Dengan langkah terburu-buru Kara menyusuri pasar dengan Arka yang berada di gendongannya. Walau masih berusia 23 tahun, akan tetapi kecekatannya dalam berbelanja sekaligus mengurus anak memang patut diacungi jempol. Ia cukup handal mengurus semuanya sendiri karena memang inilah salah satu kegiatan rutinnya selain membuat dan menjual roti, setelah terpaksa tak meneruskan kuliah dan menghindar dari semua orang-orang yang pernah dikenalnya.

"Eh, ada Arka! Sama bundanya aja ke sini? Ayahnya ke mana?" tanya seorang penjual yang memang sudah kenal dengan anak semata wayang Kara.

"Ayah Arka lagi kerja, Bibi. Bunda bilang, ayah lagi cari uang yang banyak untuk Arka sekolah nanti!" jawab anak kecil tersebut dengan polos, hingga membuat Kara tersenyum singkat sebelum kembali melanjutkan aktivitas belanjanya.

"Memangnya ayahnya Arka kerja apa? Kok, kayaknya bibi enggak pernah lihat? Ayahnya Arka pelaut ya?"

Kedua netra bulat Arka mengerjap setelahnya. Ia menatap bingung ke arah sang ibunda. "Bunda, pelaut itu apa? Ayah pelaut buk—"

"Bu, ini semua totalnya berapa ya?"

"Oh, cuma 55 ribu saja kok. Kebetulan saya masih pakai stok yang lama," jawab sang pedagang yang langsung dengan cekatan mengambil plastik lain.

Kara terpaksa mengabaikan pertanyaan Arka dengan terus fokus berjalan keluar dari area pasar. Ia tentu tak ingin menciptakan kebohongan yang baru, karena hal tersebut hanyalah akan semakin menambah rasa sakit yang belum pernah sembuh di hatinya.

"Arka mau permen?
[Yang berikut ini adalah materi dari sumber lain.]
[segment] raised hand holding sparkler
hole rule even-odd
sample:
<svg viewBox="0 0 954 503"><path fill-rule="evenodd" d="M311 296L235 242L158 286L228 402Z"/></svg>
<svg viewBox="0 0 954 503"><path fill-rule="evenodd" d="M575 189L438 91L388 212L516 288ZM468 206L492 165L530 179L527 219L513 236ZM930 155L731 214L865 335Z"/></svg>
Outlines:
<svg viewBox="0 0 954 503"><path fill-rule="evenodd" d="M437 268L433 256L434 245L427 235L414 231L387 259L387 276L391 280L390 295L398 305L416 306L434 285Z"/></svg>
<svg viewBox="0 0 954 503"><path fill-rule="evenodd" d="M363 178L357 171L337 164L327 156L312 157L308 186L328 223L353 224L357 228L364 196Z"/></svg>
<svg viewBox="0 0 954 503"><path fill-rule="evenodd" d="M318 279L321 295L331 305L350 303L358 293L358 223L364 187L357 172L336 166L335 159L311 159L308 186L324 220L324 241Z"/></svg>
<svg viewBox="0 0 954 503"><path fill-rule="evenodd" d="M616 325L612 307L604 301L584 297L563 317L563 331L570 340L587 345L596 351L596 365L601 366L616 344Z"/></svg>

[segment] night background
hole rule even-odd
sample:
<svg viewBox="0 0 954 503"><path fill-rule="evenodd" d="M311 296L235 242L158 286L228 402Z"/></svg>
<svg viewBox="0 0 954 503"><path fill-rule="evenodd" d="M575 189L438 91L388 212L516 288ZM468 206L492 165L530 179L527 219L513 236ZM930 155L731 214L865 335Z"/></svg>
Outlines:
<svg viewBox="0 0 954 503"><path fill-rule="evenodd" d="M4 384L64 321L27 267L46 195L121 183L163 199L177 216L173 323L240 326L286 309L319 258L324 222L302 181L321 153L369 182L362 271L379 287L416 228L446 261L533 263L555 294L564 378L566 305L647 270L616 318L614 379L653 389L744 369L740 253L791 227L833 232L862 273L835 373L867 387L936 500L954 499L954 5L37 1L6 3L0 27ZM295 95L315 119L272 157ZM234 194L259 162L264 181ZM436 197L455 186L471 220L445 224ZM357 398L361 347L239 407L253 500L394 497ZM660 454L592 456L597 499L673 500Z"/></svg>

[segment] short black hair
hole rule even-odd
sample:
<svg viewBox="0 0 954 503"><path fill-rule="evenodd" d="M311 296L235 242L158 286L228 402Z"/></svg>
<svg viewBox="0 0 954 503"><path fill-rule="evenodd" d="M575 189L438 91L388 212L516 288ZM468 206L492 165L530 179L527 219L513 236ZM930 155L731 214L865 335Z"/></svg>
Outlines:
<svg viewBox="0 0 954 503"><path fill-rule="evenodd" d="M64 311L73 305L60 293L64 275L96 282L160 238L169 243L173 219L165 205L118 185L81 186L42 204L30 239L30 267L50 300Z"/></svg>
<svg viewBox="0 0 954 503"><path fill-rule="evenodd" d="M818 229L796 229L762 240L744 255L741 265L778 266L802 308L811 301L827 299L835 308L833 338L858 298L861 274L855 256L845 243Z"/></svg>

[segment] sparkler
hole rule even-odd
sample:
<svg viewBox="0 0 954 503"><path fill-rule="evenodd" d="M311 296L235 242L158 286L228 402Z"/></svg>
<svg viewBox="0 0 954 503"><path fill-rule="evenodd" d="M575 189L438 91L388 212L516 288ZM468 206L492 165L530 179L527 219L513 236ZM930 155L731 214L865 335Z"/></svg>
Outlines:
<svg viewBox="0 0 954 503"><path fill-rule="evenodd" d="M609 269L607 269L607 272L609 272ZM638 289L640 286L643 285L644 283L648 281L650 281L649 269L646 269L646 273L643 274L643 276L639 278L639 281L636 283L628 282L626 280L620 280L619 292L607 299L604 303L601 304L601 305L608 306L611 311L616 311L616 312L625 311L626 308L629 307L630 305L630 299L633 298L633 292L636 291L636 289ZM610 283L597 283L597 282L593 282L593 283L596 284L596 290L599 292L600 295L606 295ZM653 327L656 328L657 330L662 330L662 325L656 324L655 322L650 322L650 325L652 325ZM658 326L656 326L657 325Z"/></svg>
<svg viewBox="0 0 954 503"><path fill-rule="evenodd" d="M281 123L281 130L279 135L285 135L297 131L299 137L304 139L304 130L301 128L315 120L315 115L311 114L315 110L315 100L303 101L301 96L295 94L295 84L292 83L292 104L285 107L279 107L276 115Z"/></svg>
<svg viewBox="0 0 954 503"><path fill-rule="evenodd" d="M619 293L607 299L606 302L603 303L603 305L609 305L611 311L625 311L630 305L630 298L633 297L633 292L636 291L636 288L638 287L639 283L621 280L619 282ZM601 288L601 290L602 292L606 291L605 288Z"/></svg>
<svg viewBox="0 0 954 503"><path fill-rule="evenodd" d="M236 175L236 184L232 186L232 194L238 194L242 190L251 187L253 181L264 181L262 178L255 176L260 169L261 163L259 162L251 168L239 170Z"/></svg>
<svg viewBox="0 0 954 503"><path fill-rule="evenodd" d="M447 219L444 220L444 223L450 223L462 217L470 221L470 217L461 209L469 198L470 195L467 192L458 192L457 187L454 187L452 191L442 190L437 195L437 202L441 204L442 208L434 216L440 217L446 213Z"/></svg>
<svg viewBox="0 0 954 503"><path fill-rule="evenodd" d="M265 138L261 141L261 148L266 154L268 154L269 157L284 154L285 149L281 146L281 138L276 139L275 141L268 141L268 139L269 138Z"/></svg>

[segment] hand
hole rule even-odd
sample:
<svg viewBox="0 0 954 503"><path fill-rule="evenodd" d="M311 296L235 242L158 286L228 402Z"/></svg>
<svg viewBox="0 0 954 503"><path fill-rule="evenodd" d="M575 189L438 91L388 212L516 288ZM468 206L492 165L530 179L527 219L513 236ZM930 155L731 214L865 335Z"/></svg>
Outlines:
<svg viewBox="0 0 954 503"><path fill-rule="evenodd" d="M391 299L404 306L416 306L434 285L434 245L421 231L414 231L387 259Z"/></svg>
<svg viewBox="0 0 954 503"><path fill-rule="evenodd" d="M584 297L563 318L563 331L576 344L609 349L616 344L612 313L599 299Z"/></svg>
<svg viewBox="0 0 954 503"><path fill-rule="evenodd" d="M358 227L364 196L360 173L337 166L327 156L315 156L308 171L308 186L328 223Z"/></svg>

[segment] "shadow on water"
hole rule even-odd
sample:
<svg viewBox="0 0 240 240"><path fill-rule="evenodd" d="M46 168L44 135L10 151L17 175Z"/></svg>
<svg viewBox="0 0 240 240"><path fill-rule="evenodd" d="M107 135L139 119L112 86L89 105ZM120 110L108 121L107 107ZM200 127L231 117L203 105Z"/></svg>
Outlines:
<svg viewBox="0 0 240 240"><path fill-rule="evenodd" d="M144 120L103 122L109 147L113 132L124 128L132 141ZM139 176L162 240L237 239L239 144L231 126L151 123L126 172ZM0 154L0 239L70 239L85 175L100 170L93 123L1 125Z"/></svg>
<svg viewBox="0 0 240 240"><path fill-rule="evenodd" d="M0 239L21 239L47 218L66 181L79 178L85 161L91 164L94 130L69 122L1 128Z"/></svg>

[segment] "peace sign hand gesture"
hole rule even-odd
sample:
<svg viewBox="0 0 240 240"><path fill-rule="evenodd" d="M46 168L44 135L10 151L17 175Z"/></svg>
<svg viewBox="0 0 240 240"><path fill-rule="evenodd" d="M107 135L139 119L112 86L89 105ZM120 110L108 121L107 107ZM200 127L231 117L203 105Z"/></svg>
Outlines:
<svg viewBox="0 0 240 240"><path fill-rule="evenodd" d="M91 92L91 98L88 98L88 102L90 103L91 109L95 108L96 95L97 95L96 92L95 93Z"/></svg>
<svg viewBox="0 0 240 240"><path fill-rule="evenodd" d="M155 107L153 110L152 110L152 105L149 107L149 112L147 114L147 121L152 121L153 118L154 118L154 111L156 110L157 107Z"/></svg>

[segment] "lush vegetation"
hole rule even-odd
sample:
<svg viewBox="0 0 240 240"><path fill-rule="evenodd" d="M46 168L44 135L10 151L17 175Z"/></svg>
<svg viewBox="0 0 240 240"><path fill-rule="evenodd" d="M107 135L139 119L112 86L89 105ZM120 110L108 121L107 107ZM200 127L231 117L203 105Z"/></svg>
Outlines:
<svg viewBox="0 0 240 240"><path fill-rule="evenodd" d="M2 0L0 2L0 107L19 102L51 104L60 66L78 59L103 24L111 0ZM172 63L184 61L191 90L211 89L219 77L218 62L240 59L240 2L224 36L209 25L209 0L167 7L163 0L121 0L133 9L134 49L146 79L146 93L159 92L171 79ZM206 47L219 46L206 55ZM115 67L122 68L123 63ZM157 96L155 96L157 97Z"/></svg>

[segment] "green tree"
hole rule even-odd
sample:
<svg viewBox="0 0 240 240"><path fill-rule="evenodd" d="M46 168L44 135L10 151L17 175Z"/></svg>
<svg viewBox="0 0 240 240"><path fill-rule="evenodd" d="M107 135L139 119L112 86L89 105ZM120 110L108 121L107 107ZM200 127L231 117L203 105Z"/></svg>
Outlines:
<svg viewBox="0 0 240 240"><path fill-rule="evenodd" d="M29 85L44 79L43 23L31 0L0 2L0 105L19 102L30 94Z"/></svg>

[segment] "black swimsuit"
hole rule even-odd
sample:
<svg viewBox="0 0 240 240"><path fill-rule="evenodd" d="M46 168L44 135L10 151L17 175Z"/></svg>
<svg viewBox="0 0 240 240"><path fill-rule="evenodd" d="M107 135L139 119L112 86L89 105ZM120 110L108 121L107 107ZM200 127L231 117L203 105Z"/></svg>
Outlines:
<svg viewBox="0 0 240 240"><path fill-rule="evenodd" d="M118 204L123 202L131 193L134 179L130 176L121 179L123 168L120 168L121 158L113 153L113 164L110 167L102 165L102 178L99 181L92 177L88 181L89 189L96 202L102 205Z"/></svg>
Atau es krim?" tawar Kara untuk menutupi rasa bersalahnya.

"Enggak, Bunda. Arka cuma mau tau kapan Ayah bisa pulang? Memangnya kerjaan Ayah enggak pernah selesai ya, sampai Ayah enggak pernah bareng-bareng sama kita di sini?"

Deghh!

Sungguh demi apa pun, Kara pikir ia bisa terhindar dari pertanyaan semacam ini. Namun sayang, semakin lama Arka semakin beranjak besar dan pintar. Sehingga anak lelakinya itu semakin kritis dan terus berusaha mencari jawaban yang jelas, sampai semua rasa ingin tahunya terselesaikan.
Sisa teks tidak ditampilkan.